SAND BOOTS WERE PROTECTION FROM THE INSECT ENEMY
Soldiers often must fight against more than human enemies. During WWII, this boot helped protect against a blood-sucking, flying insect in Africa.
by J. Edgar Dooley
The front and right side of the boots shows the o.d. green
cotton cloth that holds the o.d. green cotton drawstrings sewn
into the top of each boot.
Duty in Africa posed problems other than heat, malaria and dysentery. There are a variety of nasty insects that bite and spread disease so measures were taken, of course, to protect service personnel from these disease vectors. On one of his trips delivering a B17 to Africa, a now-retired USAAF master sergeant was issued a most unusual pair of boots.
After they landed the B17 in Liberia, he ran into a friend named Brown whom he knew from Delaware. His friend advised him that he needed to go to the supply house on base and pick up a pair of “sand flea” boots.
Made by John White Boots and Shoes of Northhampton, England, in 1942, the boots are forest-green suede pull-ups with leather soles and heels that have a lace at the top to pull them tight around the calf — ostensibly to keep the “sand fleas” off the wearer’s feet and calf. Actually a sand fly — a blood-sucking, flying insect — spreads cutaneous leishmaniasis, a very bad disease.
The markings found in the inside top of the boots. A size (7) an
inspector’s mark (141) and the British War Dept.’s broad arrow
mark signifying these were military issue boots.
Even though the date of manufacture was on an insole along with the British War Department’s broad arrow mark, subsequent investigation has raised a lot of questions about the boots. Inquiries to a number of museums has produced scant additional information.

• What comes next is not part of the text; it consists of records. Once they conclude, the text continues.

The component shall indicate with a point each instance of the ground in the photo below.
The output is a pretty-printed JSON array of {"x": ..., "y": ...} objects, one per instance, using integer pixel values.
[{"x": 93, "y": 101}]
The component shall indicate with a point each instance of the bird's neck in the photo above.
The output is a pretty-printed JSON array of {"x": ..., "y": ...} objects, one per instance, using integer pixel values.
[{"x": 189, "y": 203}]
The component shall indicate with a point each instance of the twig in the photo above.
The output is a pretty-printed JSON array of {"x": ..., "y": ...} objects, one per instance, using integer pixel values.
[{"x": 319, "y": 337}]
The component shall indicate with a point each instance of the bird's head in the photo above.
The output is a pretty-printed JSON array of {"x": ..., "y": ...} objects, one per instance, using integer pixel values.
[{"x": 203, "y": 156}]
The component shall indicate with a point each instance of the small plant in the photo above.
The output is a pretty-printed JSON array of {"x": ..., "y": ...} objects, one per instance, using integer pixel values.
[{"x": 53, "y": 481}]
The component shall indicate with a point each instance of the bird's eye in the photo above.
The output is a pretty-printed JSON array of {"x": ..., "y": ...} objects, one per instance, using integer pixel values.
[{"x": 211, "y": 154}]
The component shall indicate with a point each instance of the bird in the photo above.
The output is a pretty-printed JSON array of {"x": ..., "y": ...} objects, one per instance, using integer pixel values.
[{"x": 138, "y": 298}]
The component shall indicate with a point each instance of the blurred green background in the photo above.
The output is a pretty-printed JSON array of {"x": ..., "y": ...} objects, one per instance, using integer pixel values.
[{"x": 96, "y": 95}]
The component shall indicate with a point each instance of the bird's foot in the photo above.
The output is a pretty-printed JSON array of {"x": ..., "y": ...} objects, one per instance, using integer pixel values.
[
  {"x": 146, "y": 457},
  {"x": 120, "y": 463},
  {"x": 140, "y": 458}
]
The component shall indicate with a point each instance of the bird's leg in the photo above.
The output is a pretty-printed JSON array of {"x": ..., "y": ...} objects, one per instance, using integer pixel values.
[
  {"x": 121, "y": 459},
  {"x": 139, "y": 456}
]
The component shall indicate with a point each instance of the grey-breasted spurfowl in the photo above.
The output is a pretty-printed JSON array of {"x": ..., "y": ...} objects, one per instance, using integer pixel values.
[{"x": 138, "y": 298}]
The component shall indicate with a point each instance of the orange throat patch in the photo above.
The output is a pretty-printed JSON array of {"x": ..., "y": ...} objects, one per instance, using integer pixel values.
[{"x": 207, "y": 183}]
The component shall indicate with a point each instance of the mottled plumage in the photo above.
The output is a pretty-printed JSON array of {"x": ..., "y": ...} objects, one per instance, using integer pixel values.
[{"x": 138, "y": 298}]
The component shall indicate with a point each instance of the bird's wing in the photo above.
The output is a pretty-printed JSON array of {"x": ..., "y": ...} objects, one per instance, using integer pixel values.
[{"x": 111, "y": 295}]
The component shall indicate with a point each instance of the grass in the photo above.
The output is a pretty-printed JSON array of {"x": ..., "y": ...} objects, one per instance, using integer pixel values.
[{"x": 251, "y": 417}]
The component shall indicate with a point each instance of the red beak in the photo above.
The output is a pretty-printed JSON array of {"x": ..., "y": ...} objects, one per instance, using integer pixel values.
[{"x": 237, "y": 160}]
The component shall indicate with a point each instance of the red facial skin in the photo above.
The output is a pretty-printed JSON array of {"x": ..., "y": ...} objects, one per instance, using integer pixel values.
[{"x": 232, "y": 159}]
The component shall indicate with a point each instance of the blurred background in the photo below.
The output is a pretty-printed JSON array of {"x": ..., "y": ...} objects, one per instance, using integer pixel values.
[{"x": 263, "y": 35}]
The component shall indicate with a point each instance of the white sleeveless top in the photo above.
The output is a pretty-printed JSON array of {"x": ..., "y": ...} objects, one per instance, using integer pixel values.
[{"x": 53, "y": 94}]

Luther Hanson, curator of the Quartermaster Museum in Virginia, wrote that he had seen a pair before and that they were issued to British tankers in North Africa. The old airman from whom they were purchased said they were also issued in Libya, so that information meshed.
The British Imperial War Museum had never seen or heard of such a boot. The company, John White Boots and Shoes, was sold in the 1960s, and all their records seem have been misplaced.
A view of the sole and heel of the right
boot that shows the broad arrow mark
and the size mark just to the left of my
right thumb.
So far, it has not been possible to determine how many pair of these boots were manufactured or for which services they were manufactured.
Keith Miller, Head Curator of Weapons, Equipment and Vehicles at the National Army Museum in England searched that museum’s records and archives and wrote the following: “Found similar boots in our stores but they are classed as ‘unidentified.’ They date from 1949 and were probably issued to a female member of the armed forces as they are size 5. No maker’s name in them—just broad arrow and 1949. I have now given them an attribution which has helped us, but doesn’t help you. It would be interesting to find out when they were first issued as problems with sand flies would have existed for a century before 1942.”
Jon A. Maguire’s book, Gear Up! Flight Clothing & Equipment of USAAF Airmen in World War II (Schiffer Publishing Ltd., 1995) shows a photo of this type of boot on page 123 with the caption “R.A.F. Desert Pattern or ‘Mosquito’ boots (Prodger).”
Unfortunately the color in the photo is off and they look more brown than their actual color of bright, forest green.
Interestingly, the veteran who owned these originally called them “desert boots.” He later corrected himself and referred to them as “sand flea” boots.
When Keith Miller was queried as to whether or not he had ever heard of “mosquito boots,” he answered the following way: “As far as I am aware, mosquito boots were made of canvas and were higher than the suede boots.
The problem is that there seem to have been several types of boot which were used against flying pests into which your trousers were tucked. It is highly probable that the names of these different types of boots became interchangeable depending on where you were stationed.”
Regardless of their official designation, these boots are an unusual military collectible that helps to tell the story of the lives of airmen in Africa during WWII.